About Dutch Star Companies
The name Dutch Star Companies refers to the objective to raise capital and to acquire a significant minority stake in a single Dutch high performing 'star company' with principal business operations in Europe, preferably in the Netherlands. Dutch Star Companies is originated in 2017 by Gerbrand ter Brugge on behalf of Oaklins, Niek Hoek and Stephan Nanninga.
This announcement does not constitute a prospectus or shareholder circular. Any shareholder of DSCT should make any investment decisions with regard to the proposed Business Combination solely on the basis of information that is contained in the shareholder circular that has been made generally available in the Netherlands in connection with the proposed Business Combination. Copies of the shareholder circular may be obtained at no cost through the website of DSCT.
This press release may include statements, including DSCT's, Cabka's and/or the Combined Company's financial and operational medium-term objectives that are, or may be deemed to be, ''forward-looking statements''. These forward-looking statements may be identified by the use of forward-looking terminology, including the terms ''believes'', ''estimates'', ''plans'', ''projects'', ''anticipates'', ''expects'', ''intends'', ''may'', ''will'' or ''should'' or, in each case, their negative or other variations or comparable terminology, or by discussions of strategy, plans, objectives, goals, future events or intentions. Forward-looking statements may and often do differ materially from actual results.

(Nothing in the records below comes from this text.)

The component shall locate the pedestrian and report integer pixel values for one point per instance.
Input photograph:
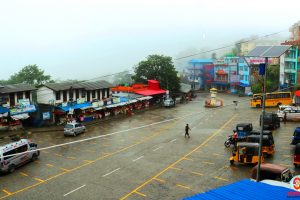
(284, 118)
(187, 128)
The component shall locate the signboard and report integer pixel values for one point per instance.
(24, 102)
(46, 115)
(23, 109)
(80, 100)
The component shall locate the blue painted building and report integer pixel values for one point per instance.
(201, 73)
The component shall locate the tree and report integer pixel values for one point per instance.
(160, 68)
(30, 74)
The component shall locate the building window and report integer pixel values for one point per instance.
(20, 95)
(93, 94)
(57, 95)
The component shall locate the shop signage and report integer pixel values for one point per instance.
(22, 109)
(80, 100)
(46, 115)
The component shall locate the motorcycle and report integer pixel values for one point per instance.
(229, 141)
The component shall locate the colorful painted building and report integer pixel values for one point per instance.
(201, 73)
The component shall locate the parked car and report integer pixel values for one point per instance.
(17, 153)
(169, 103)
(296, 136)
(271, 121)
(74, 129)
(292, 114)
(273, 172)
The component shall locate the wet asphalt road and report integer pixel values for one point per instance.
(151, 162)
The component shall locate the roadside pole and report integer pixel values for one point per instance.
(262, 120)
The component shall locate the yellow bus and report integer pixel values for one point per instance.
(272, 99)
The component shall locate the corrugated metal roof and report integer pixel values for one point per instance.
(268, 51)
(16, 88)
(244, 189)
(81, 85)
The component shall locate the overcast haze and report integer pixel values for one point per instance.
(86, 39)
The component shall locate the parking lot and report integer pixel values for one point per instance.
(144, 156)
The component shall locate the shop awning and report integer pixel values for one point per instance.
(144, 98)
(3, 110)
(244, 85)
(297, 93)
(20, 116)
(151, 92)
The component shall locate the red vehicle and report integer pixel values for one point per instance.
(297, 155)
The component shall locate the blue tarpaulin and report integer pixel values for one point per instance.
(245, 189)
(3, 110)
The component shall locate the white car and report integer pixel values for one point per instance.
(74, 129)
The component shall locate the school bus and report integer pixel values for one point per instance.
(272, 99)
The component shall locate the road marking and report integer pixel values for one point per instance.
(40, 180)
(172, 140)
(157, 148)
(97, 159)
(111, 172)
(197, 173)
(176, 168)
(138, 158)
(23, 174)
(179, 160)
(6, 192)
(223, 179)
(139, 193)
(183, 186)
(209, 163)
(159, 180)
(74, 190)
(188, 159)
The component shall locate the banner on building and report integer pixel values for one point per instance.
(24, 102)
(46, 115)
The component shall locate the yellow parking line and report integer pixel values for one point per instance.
(6, 192)
(188, 159)
(197, 173)
(179, 160)
(223, 179)
(139, 193)
(183, 186)
(159, 180)
(23, 174)
(209, 163)
(40, 180)
(175, 168)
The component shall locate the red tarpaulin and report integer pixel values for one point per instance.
(150, 92)
(297, 93)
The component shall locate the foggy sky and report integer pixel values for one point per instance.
(75, 39)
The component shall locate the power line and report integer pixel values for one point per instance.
(231, 45)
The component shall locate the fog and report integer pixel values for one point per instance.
(88, 39)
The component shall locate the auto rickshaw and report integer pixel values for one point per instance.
(268, 145)
(246, 153)
(297, 155)
(272, 172)
(296, 136)
(243, 130)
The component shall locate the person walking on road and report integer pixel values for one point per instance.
(187, 129)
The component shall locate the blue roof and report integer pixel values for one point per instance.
(244, 189)
(201, 61)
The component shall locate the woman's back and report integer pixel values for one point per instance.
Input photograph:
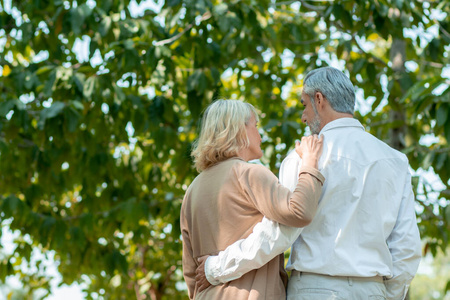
(219, 208)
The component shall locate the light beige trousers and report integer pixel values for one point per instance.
(309, 286)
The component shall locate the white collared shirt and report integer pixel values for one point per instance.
(365, 224)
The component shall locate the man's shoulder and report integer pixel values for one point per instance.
(292, 156)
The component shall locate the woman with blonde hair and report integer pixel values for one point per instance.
(230, 196)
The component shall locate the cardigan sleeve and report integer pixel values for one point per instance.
(277, 202)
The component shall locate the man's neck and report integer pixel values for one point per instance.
(334, 116)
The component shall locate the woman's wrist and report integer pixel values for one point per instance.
(310, 161)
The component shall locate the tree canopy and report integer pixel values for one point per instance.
(100, 103)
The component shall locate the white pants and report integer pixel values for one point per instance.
(309, 286)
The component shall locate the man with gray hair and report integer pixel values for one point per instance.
(364, 241)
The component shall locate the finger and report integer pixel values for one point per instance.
(202, 258)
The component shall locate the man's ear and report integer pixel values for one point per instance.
(319, 100)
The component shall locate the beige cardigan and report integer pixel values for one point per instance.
(224, 203)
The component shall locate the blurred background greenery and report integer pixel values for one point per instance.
(100, 102)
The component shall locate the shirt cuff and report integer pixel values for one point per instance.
(313, 172)
(209, 270)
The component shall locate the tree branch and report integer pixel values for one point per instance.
(205, 16)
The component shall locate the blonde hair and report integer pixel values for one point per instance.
(223, 132)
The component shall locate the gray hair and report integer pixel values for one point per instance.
(334, 85)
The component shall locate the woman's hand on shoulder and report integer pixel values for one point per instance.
(310, 149)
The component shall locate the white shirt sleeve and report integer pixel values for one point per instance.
(267, 240)
(404, 245)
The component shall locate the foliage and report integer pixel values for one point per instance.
(430, 284)
(95, 149)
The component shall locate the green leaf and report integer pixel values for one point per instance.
(89, 87)
(50, 112)
(442, 114)
(6, 107)
(371, 72)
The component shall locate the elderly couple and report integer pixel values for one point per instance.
(343, 202)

Any forward-looking statements reflect DSCT's and Cabka's current view with respect to future events and are subject to risks relating to future events and other risks, uncertainties and assumptions relating to the Combined Company’s business, results of operations, financial position, liquidity, prospects, growth or strategies. Forward-looking statements speak only as of the date they are made.
This document contains information that qualifies as inside information within the meaning of Article 7(1) of Regulation (EU) No 596/2014 on market abuse.
 As to date Cabka is reporting under German Gaap and will start reporting based on IFRS as of 2022.